Onderzoekers van de Columbia University hebben een belangrijke stap gezet in het doorbreken van de zogenaamde "kleurenbarrière" van lichtmicroscopie voor biologische systemen, waardoor een veel uitgebreidere, systeembrede labeling en beeldvorming van een groter aantal biomoleculen in levende cellen en weefsels dan momenteel haalbaar is. De vooruitgang heeft het potentieel voor veel toekomstige toepassingen, inclusief het helpen begeleiden van de ontwikkeling van therapieën voor de behandeling en genezing van ziekten.
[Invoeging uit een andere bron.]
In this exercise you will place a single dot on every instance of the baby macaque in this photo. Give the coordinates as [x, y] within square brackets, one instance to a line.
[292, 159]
In een online gepubliceerde studie op 19 april in Natuur , het team, onder leiding van universitair hoofddocent chemie Wei Min, rapporteert de ontwikkeling van een nieuw optisch microscopieplatform met drastisch verbeterde detectiegevoeligheid. Aanvullend, de studie beschrijft de creatie van nieuwe moleculen die, in combinatie met de nieuwe instrumenten, de gelijktijdige labeling en beeldvorming van maximaal 24 specifieke biomoleculen mogelijk maken, bijna vijf keer het aantal biomoleculen dat met bestaande technologieën tegelijkertijd in beeld kan worden gebracht.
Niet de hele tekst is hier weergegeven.